Kemudian diceritakan seluruh kebaikan Habib Abdul Qadir oleh Habib Ahmad bin Ali Assegaf. Lalu Habib Ahmad melanjutkan, “Kesempatan Habib Abdul Qadir datang di tempat ini. Lebih baik, jangan biarkan Habib Abdul Qadir meninggalkan kota ini. Caranya, kawinkan dengan salah satu putri Habib. Supaya dia berdiam di sini dan kelak meneruskan engkau, wahai Habib Jafar.”
Habib Jafar tidak menanggapi pernyataan dari pendamping setianya itu dan ia diam saja. Sampai Habib Abdul Qadir pamitan dan siap berangkat ke kota yang lain. Habib Ahmad bertambang bingung, “Kok tidak ditahan sama sekali?”
Setelah melepas Habib Abdul Qadir meneruskan perjalanan ke Jakarta, Habib Ahmad kembali berkata kepada Habib Jafar, “Sayang, kenapa tidak tahan tadi. Coba kalau dia menjadi menantu Habib, ia bisa meneruskan engkau, wahai Habib Jafar.”
Mendengar kecemasan dari Habib Ahmad, Habib Jafar dengan suara yang keras dan pandangan jauh ke depan berkata, ”Terbanglah kemana pun engkau suka, wahai burung! Tapi ingat, kendalimu ada di tangan saya. Sewaktu–waktu saya tarik dari Pasuruan, ia akan kembali ke kota ini. Ia tidak akan tingalkan tempat ini!”
Itulah perkataan dari seorang Waliyyulah, dan keyakinan dari Habib Jafar ini akhirnya terbukti. Walaupun, Habib Abdul Qadir sempat menikah di Jakarta, namun usia perkawinan itu tidak berlangsung lama. Habib Abdul Qadir akhirnya kembali ke Pasuruan dan menikah dengan salah satu putri Habib Jafar yang bernama syarifah Rugayah binti Habib Jafar Syekhon Assegaf. Dari perkawinan ini ia mempunyai 7 anak (3 putra, 2 putri).
Ibadahnya
Berbicara ibadahnya Habib Abdul Qadir sangat mengagumkan, sulit di jaman sekarang seorang ahli ibadah seperti ia. Dalam sebuah risalah, surat yang ditulis dari Habib Muhammad kepada Habib Ahmad tentang ibadah yang paling utama dari Habib Abdul Qadir di bulan suci Ramadan. “Hari-hari di bulan Ramadan selalu diisi dengan ibadah. Di setiap pertengahan malam ia bertahajud sampai 45 sebelum fajar, setelah itu ia baru melaksanakan sahur dengan keluarga. Setelah shalat Subuh berjamaah di masjid Jami’ Al-Anwar, ia berziarah ke makam Habib Jafar yang terletak persis di barat Masjid sampai terbit matahari.

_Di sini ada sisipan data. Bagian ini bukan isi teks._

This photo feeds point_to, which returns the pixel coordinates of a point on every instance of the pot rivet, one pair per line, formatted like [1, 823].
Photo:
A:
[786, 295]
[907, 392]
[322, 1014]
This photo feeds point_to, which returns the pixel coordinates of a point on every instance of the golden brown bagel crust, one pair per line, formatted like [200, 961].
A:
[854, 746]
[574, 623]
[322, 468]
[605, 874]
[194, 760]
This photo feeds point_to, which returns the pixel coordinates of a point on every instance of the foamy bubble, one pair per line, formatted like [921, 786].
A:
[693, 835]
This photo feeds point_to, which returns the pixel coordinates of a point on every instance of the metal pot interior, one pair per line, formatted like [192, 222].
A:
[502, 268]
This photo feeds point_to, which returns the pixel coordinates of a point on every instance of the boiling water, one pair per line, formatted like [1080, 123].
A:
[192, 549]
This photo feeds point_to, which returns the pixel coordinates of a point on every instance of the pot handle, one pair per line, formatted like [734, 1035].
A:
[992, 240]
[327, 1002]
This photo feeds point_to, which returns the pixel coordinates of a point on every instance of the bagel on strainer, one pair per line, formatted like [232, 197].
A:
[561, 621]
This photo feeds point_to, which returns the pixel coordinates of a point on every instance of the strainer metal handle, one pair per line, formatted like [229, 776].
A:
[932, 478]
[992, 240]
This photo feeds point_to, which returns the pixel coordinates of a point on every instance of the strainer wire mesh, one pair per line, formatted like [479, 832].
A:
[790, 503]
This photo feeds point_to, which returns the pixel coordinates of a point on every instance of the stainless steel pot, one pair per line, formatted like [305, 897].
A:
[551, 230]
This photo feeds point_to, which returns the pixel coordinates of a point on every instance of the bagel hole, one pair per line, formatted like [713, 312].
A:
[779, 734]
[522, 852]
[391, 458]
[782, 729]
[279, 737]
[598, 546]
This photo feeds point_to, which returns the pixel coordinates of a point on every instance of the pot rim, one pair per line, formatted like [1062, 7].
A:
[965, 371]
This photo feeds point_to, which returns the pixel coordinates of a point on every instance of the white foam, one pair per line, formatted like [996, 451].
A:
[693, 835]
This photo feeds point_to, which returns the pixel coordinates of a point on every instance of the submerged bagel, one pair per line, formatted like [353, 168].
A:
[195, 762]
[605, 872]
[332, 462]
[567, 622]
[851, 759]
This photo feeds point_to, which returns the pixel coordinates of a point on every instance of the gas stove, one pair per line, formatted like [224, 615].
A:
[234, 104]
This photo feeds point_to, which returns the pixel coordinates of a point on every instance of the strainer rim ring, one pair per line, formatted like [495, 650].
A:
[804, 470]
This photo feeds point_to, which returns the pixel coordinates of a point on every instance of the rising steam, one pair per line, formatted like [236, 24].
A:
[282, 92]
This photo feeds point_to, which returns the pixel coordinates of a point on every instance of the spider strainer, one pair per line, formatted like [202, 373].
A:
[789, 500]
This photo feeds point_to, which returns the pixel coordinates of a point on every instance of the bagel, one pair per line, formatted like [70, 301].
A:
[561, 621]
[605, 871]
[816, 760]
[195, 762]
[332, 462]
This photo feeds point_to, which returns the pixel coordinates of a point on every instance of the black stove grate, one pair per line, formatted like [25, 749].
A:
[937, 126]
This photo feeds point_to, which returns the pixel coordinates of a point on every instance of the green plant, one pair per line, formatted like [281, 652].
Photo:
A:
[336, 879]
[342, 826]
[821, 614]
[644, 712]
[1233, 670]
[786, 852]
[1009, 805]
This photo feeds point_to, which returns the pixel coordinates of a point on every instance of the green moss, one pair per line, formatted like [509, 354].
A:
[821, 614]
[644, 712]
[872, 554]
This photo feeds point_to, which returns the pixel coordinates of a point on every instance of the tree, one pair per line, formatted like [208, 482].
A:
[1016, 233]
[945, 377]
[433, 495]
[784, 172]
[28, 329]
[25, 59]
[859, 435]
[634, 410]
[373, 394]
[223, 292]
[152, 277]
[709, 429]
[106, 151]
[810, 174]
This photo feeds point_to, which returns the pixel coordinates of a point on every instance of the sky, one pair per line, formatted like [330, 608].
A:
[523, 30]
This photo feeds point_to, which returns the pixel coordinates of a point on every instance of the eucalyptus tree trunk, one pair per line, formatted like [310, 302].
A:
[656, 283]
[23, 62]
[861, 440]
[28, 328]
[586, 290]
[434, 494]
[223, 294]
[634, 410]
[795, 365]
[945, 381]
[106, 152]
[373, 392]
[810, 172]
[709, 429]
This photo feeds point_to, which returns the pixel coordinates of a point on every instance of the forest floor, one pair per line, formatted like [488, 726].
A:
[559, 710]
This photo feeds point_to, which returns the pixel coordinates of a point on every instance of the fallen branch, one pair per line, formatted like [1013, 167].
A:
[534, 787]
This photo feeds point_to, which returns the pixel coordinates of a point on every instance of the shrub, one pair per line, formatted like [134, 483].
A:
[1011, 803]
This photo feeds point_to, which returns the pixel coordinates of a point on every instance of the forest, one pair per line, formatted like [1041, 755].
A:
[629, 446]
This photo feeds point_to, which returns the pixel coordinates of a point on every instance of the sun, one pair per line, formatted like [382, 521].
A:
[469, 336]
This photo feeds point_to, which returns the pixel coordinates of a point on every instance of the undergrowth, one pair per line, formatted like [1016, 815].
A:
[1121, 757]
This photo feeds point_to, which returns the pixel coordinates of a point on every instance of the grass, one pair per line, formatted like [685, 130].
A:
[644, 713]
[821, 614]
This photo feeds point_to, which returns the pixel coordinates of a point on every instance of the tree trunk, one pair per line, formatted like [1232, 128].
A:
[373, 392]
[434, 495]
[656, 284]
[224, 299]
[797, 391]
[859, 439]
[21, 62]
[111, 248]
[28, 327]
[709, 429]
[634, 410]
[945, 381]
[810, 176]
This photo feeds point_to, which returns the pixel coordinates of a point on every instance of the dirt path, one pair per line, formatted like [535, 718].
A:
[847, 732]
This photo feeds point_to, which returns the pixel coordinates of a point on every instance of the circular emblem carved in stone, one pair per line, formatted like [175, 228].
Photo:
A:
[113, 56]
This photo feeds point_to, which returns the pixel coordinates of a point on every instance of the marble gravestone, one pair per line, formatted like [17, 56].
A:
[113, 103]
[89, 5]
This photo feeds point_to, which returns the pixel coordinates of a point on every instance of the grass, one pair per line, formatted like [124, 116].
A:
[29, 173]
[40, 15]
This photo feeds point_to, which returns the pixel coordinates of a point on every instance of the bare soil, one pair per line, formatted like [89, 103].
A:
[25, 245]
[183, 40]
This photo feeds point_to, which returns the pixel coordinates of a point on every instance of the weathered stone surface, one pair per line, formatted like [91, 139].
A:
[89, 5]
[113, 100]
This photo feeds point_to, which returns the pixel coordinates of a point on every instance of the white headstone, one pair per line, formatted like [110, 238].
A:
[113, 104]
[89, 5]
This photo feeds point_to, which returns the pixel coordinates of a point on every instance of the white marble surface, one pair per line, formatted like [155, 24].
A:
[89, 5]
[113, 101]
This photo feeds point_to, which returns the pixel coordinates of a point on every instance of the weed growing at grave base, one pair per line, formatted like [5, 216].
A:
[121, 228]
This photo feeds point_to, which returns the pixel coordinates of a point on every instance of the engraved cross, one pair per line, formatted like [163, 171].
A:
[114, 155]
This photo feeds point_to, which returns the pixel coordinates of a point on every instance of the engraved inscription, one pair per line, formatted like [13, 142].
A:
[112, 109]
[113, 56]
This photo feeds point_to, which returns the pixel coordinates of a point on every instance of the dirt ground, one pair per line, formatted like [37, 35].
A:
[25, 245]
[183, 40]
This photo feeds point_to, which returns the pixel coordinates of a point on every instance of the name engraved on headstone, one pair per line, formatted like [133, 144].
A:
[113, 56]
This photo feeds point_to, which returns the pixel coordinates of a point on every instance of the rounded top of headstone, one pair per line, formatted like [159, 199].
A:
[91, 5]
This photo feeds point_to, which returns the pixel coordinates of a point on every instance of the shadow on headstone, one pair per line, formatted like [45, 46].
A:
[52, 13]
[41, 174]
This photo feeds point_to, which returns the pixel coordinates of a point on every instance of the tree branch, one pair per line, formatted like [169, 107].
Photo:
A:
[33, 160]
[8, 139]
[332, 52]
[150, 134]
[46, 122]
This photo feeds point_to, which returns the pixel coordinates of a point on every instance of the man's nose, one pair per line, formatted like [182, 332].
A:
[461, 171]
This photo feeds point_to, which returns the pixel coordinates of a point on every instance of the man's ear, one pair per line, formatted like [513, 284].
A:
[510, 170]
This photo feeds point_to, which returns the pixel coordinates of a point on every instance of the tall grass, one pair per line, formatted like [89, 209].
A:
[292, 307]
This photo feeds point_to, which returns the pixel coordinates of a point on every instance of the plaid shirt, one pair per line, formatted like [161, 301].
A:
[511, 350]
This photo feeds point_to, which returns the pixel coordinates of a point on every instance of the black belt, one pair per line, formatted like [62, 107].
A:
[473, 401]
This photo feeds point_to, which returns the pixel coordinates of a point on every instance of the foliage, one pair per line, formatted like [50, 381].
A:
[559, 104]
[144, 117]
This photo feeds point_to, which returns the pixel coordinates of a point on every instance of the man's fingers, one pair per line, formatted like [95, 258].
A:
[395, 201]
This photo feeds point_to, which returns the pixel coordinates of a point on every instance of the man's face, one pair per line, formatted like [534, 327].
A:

Dan pulang beristirahat sejenak, di pertengahan shalat Dhuha dan tidak beranjak dari mihrabnya sampai datangnya waktu shalat Zhuhur. Setelah Zhuhur berjamaah, ia membaca 2 juz dari Al-Quran dan terus berada di mighrab sampai Ashar. Dan setelah waktu Ashar shalat di masjid dan raukhah, membaca kitab dan jelaskan isi kitabnya dan ada ulama yang menterjemahkan kepada orang-orang yang hadir.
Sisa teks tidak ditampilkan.